Send your audio file to the transcription endpoint:

curl -X POST "https://api.example.com/api/v1/transcribe" \
-H "Content-Type: application/json" \
-H "Authorization: Bearer YOUR_TOKEN" \
-d '{
"DataBase64": "SUQzBAAAAAAAI1NUVEUAAAA...",
"Filename": "call_recording.wav",
"Language": "Auto",
"Metadata": "agent_id=123;call_type=inbound",
"HasPriority": false,
"CheckFilenameExistence": false
}'

Request Parameters

ParameterTypeRequiredDescription
DataBase64stringYesAudio file encoded in Base64 format
FilenamestringYesName of the audio file (used for reference)
LanguageenumYesLanguage of the audio. Options: Auto, ENGLISH, SPANISH, etc. (100+ languages supported). Default: Auto
MetadatastringNoCustom metadata (e.g., call ID, agent info)
HasPrioritybooleanNoSet to true for faster processing. Default: false
CheckFilenameExistencebooleanNoCheck if filename already exists. Default: false

Response

{
"id": 123456789,
"status": "0 - Queued"
}

Response Fields

FieldTypeDescription
idintegerUnique transcription ID for tracking
statusenumCurrent processing status (0 - Queued, 1 - InProgress, 2 - Processed, 3 - Failed, etc.)
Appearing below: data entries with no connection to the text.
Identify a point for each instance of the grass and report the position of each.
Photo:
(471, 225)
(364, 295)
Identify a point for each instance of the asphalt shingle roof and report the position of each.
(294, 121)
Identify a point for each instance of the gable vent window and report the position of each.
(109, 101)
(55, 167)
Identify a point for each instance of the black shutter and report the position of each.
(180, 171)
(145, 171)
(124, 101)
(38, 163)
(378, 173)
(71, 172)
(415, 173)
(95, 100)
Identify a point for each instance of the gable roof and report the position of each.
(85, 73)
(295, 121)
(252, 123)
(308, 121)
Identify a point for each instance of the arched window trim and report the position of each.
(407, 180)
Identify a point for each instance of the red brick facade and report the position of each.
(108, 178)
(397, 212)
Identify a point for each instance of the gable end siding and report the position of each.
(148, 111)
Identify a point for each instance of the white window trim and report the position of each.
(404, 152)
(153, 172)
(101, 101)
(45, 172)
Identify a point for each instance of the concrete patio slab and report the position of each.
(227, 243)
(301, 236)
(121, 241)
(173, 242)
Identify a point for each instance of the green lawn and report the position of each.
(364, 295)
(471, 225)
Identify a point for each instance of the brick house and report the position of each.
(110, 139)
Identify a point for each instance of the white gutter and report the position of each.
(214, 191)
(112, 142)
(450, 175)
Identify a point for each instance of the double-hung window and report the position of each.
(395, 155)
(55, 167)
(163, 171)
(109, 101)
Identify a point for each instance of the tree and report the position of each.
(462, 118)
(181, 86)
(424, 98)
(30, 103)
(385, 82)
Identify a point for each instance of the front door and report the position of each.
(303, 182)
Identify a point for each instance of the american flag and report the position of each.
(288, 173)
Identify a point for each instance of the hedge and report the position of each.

Step 4: Check Transcription Status

Use the transcription ID to check processing status:

curl -X GET "https://api.example.com/api/v1/transcripts/123456789/status" \
-H "Authorization: Bearer YOUR_TOKEN"

Response:

{
"id": 123456789,
"status": 2,
"statusDescription": "Processed",
"score": 95.5,
"inScope": true,
"audioType": 1,
"audioTypeDescription": "Stereo",
"duration": 180,
"name": "call_recording.wav",
"created": "2025-11-28T10:00:00Z",
"modified": "2025-11-28T10:05:00Z",
"transcription": {
"language": "en",
"leftChannel": [...],
"rightChannel": [...],
"bothChannels": [...]
},
"keywords": [...],
"topics": [...],
"sentiments": [...],
"callSummary": {...}
}

Status Values

CodeDescriptionMeaning
0QueuedWaiting to be processed
1InProgressCurrently being processed
2ProcessedSuccessfully completed
3FailedProcessing failed
4QuotaLimitAccount quota exceeded
5NotFoundTranscription ID not found
6KeywordMatchProcessing completed with keyword matches
7LiveCurrently processing live transcription

Step 5: Retrieve Full Transcripts

Get a list of all your transcripts with filters:

curl -X GET "https://api.example.com/api/v1/transcripts?Page=1&Rows=10&DateFrom=2025-11-01&DateTo=2025-11-30" \
-H "Authorization: Bearer YOUR_TOKEN"

Query Parameters

ParameterTypeDescription
PageintegerPage number (1-indexed)
RowsintegerNumber of rows per page (max: 100)
DateFromstringFilter by start date (ISO 8601 format)
DateTostringFilter by end date (ISO 8601 format)
FileNamestringFilter by filename
TopicstringFilter by topic
SentimentstringFilter by sentiment
TagstringFilter by tag
ContentstringSearch in transcription content
ClusterstringFilter by cluster

Complete Workflow Example

Python

import requests
import base64
import time

API_BASE = "https://api.example.com"
USERNAME = "your_username"
PASSWORD = "your_password"

# Step 1: Get token
auth_response = requests.post(
f"{API_BASE}/api/v1/auth/token",
json={"Username": USERNAME, "Password": PASSWORD}
)
token = auth_response.json()['token']
headers = {"Authorization": f"Bearer {token}"}

# Step 2: Prepare audio
with open('call_recording.wav', 'rb') as f:
audio_base64 = base64.b64encode(f.read()).decode('utf-8')

# Step 3: Upload audio
transcribe_response = requests.post(
f"{API_BASE}/api/v1/transcribe",
headers=headers,
json={
"DataBase64": audio_base64,
"Filename": "call_recording.wav",
"Language": "Auto",
"Metadata": "agent_id=123"
}
)
transcription_id = transcribe_response.json()['id']
print(f"Transcription started with ID: {transcription_id}")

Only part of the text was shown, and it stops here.